The GitHub Actions Tax
Issue #3workflow sprawl

The GitHub Actions Tax

Erik Osterman
byErik OstermanCEO & Founder of Cloud Posse

I love GitHub Actions. I've said it on LinkedIn, on recent podcasts, in customer calls. It's the easiest CI in the world to start with. The marketplace is enormous. Triggers are obvious. The free tier is generous. If you're shipping software in 2026, there's a good chance the first thing your developers reach for is .github/workflows/.

That's exactly why I keep watching teams pay for it the wrong way.

Not in dollars. The bill I'm talking about doesn't show up in the GitHub invoice. It shows up in maintenance time, debugging hours, the cost of onboarding a new engineer onto an undocumented YAML graph, and the slow accumulation of vendor lock-in dressed up as portability. I've started calling it the GitHub Actions tax, and most teams don't realize they're paying it until they try to leave or scale.


What "the tax" actually means

Walk into a typical infrastructure repo and look at .github/workflows/. You'll find a workflow that does twelve things. It checks out the code, configures AWS credentials, installs Terraform, runs terraform fmt, awks the output, posts a PR comment, runs terraform plan, parses the plan output, generates a custom summary, conditionally applies based on a label, comments again, updates a status check, and uploads an artifact.

Each of those steps was added on a Tuesday afternoon by someone solving a real problem. None of them are wrong individually. The workflow grew organically.

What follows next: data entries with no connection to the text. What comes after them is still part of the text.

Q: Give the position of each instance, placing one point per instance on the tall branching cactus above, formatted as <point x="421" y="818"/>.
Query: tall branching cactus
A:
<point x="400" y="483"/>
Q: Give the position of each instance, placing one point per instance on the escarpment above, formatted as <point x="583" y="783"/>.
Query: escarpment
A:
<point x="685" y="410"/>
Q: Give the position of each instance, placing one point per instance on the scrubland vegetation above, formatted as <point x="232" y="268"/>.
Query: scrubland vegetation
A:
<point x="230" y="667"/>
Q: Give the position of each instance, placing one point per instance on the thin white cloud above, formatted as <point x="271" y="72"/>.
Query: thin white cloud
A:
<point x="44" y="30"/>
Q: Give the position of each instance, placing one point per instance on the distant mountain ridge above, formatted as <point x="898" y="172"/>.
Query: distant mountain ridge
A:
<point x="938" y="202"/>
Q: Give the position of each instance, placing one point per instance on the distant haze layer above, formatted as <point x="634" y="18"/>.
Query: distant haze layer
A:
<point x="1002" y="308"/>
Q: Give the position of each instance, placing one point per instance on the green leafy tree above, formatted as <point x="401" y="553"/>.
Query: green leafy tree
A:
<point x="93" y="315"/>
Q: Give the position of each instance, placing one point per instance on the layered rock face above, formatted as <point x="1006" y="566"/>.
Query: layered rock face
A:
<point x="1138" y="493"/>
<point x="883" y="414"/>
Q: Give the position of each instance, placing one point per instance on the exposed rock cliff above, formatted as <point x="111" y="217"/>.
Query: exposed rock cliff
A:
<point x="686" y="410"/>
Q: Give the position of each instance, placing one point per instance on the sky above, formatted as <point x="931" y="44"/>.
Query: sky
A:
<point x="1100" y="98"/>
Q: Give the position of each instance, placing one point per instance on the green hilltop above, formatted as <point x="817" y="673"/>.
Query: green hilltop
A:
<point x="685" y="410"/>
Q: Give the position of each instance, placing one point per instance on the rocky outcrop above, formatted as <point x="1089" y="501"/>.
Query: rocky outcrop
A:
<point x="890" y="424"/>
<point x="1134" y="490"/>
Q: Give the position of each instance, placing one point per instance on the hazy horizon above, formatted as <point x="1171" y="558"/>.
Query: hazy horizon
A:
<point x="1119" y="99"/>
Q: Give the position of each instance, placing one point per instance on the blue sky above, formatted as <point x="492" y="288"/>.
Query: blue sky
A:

Now the workflow is the platform. Which means:

  • The platform only runs in CI. Want to test that flow on your laptop? You can't. act gets you 70% of the way there for the simple cases and silently diverges everywhere else.
  • The platform is debugged through echo. Something broke at step 9 of 12, and the only telemetry you have is whatever the previous engineer remembered to print to stdout. There's no --debug you can flip locally because the platform doesn't run locally.
  • The "declarative" YAML is decorated bash. What started as a config file is now encoding your system architecture in a thousand lines that's declarative in name only. Half the steps shell out to inline bash -c blocks. The other half use third-party actions whose internals are bash. It looks declarative because it's indented; it's procedural code in a language without functions, types, or tests — and it happens to be the canonical description of how your platform works.
  • The platform's security surface is enormous. Every action you pin is supply chain. Most of them aren't pinned by SHA. Most of them have transitive dependencies you've never audited. The pull_request_target patterns in your repo are exactly as safe as the third-party action you trusted last quarter.
  • The platform is invisible to onboarding. New engineers can't read 800 lines of YAML and understand what your deployment does. The workflow encodes a hundred decisions but documents none of them.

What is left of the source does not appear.